A Cloud Native Framework for Efficient Data Management in the Great Barrier Reef Conservation

A Cloud Native Framework for Efficient Data Management in the Great Barrier Reef Conservation

Eduardo Klein Salas1, Nick Forbes-Smith, Leo Ghignone, Julia Yun, Michaela Miller

1Integrated Marine Observing System IMOS, Hobart, Tasmania, Australia

Abstract

A fit-for-purpose Data Management System is critical to the success of the Reef2050 Monitoring and Reporting Program (RIMReP) and Great Barrier Reef (GBR) management. The complexity and maturity associated with +160 datasets from +60 providers impose a challenge in organising and delivering usable data and metadata to the user.

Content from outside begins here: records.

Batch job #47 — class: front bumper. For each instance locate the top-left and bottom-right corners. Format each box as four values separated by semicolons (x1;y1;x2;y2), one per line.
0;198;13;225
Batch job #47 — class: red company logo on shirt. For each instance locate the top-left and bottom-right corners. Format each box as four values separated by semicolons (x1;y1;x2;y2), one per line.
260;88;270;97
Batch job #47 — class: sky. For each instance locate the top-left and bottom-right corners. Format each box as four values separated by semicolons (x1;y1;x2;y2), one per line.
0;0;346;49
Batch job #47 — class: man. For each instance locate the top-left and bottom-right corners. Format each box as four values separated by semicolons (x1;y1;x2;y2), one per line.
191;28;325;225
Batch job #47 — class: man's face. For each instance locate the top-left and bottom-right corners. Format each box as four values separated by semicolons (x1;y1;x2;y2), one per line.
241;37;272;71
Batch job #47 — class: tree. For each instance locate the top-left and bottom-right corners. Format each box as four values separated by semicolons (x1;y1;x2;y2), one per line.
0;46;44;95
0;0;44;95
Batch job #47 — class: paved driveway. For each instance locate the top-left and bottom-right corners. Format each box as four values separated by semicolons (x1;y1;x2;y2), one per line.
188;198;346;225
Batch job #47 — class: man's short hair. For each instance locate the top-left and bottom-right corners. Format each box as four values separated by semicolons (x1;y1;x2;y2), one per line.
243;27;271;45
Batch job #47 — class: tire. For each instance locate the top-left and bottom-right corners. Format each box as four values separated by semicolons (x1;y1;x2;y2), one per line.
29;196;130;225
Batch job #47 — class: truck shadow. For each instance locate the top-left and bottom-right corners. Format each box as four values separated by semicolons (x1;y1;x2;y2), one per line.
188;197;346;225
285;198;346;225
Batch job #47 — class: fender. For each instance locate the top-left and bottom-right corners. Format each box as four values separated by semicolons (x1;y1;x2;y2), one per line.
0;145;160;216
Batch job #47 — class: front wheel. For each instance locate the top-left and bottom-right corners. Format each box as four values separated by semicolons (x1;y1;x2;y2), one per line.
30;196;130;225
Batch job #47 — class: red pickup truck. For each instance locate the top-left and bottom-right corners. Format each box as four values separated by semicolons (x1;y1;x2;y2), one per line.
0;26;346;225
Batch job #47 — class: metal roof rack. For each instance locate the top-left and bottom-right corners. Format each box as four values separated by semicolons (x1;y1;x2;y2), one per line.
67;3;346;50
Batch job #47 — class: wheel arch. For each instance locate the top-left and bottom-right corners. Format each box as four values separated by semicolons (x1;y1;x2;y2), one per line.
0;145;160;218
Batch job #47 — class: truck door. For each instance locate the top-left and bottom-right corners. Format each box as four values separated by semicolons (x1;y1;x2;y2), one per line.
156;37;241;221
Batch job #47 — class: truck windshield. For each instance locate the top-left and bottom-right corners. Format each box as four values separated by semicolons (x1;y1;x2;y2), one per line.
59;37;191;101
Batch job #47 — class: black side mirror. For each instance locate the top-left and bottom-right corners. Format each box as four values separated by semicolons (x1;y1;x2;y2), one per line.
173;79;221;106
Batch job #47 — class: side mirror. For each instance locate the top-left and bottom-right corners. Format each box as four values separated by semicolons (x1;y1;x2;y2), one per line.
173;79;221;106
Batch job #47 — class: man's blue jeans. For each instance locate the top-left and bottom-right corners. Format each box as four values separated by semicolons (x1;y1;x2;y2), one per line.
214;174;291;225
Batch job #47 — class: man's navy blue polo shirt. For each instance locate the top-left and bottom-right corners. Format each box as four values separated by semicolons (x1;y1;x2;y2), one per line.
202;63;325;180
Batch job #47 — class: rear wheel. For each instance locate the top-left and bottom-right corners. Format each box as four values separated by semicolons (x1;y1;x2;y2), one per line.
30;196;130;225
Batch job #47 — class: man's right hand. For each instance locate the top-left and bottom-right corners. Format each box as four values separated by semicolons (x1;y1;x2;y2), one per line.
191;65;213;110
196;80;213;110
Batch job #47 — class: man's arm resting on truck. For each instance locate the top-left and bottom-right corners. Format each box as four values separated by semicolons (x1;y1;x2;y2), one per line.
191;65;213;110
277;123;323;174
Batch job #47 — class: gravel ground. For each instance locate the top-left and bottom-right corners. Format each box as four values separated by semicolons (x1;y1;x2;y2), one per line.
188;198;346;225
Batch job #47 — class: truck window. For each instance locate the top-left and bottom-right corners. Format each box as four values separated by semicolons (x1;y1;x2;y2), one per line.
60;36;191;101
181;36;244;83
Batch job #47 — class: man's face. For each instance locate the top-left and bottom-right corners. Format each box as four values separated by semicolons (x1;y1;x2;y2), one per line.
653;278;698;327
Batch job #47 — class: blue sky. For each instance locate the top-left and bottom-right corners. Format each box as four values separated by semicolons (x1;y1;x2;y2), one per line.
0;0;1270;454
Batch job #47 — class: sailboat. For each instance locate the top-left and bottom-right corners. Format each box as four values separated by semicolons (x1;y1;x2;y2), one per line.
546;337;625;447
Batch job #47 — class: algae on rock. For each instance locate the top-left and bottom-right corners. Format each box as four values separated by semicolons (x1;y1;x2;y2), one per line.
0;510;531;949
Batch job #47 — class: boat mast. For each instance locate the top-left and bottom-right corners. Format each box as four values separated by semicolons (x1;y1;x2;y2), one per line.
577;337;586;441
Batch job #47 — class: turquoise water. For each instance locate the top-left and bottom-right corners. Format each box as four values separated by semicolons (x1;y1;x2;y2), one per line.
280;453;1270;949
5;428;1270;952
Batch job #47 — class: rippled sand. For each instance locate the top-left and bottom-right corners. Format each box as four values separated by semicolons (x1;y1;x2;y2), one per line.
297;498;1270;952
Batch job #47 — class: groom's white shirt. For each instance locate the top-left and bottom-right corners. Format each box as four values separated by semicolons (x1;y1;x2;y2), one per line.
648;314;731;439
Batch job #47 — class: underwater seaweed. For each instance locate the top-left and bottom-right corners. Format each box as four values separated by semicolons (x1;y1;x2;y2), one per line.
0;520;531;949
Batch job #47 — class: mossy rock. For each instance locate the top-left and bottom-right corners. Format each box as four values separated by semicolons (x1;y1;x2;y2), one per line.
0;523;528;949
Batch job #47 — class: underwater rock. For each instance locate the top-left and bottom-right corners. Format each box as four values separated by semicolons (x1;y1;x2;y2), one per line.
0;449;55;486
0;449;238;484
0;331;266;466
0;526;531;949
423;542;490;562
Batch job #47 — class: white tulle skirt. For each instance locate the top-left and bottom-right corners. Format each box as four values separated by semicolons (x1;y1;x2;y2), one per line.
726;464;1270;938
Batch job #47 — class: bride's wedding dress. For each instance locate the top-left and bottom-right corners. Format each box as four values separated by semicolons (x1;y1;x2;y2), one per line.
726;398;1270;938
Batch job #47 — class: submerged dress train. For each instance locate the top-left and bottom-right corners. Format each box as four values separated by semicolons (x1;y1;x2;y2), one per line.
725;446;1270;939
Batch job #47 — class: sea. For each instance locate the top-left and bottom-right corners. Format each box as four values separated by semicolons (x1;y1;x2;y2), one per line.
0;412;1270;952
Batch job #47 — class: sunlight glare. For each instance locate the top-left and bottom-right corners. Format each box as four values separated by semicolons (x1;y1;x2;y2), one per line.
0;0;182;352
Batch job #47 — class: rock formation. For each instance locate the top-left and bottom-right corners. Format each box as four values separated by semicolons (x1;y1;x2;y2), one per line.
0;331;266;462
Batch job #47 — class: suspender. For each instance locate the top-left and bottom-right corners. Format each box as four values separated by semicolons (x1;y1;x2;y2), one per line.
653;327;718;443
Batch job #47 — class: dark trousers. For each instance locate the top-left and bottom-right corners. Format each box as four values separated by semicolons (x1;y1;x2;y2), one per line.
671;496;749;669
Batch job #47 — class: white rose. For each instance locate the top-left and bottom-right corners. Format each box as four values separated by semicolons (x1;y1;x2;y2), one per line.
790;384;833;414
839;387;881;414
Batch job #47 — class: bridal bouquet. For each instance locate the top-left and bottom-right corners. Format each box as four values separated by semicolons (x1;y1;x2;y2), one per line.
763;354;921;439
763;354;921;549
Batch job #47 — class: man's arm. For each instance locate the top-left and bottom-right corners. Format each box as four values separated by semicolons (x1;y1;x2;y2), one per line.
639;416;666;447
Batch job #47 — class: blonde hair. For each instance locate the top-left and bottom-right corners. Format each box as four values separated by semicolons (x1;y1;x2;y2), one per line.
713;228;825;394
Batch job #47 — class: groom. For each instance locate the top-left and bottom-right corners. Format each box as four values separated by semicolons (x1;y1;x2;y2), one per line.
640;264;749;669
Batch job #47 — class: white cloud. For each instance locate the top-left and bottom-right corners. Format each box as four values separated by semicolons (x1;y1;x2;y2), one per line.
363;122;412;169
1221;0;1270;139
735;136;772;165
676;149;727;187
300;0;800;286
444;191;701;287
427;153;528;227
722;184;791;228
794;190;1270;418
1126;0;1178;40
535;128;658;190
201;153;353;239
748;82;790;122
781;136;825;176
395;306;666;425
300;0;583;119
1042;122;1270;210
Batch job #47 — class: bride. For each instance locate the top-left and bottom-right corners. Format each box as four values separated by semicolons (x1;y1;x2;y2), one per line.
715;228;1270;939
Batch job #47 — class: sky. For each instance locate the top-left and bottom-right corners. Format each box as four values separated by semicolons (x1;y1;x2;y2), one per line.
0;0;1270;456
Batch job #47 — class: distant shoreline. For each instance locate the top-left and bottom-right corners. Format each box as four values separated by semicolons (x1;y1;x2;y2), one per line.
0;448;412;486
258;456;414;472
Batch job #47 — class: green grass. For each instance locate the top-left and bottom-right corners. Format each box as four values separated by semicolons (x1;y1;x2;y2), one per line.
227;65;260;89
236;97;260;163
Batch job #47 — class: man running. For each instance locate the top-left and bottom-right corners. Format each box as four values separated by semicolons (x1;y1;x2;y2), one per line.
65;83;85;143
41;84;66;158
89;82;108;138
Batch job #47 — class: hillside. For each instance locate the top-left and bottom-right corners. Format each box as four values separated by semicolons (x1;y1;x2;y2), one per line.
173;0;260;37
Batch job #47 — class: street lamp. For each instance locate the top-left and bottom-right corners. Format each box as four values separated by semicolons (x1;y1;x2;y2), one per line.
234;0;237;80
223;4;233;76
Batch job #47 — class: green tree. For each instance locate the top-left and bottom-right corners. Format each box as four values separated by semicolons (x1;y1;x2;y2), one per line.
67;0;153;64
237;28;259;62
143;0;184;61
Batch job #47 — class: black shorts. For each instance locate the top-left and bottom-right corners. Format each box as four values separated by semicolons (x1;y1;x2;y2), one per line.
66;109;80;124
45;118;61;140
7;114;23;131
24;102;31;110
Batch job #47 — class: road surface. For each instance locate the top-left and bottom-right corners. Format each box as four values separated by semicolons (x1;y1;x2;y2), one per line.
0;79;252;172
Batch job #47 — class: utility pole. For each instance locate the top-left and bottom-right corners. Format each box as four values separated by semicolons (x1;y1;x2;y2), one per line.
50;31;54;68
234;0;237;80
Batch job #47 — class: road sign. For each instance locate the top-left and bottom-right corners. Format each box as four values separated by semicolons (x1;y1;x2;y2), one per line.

We developed a Cloud Native infrastructure capable of handling Analysis-Ready, Cloud-Optimised data using standards and open-source technologies. A set of data-agnostic harvesting pipelines collects data from the providers and transforms it into Zarr (gridded data) or geoParquet (tabular data) formats. The collections are exposed through a data API (pygeoapi) and metadata API (STAC-fastAPI). The data can be discovered and explored using keywords, geographical and temporal filters in the metadata catalogue browser or API. The catalogue provides a link to access the data through the data API, the collection’s URI in an S3 bucket for direct access, and a link to the metadata point-of-truth.

It takes less than 20s to compute water temperature averages on a 30-year, +150 million rows dataset containing records for more than 300 sites in the GBR. Similarly, extracting a time series from a single pixel across +18,000 layers of satellite-derived sea surface temperature takes less than 12s when accessing the Zarr collection from an AWS S3 bucket.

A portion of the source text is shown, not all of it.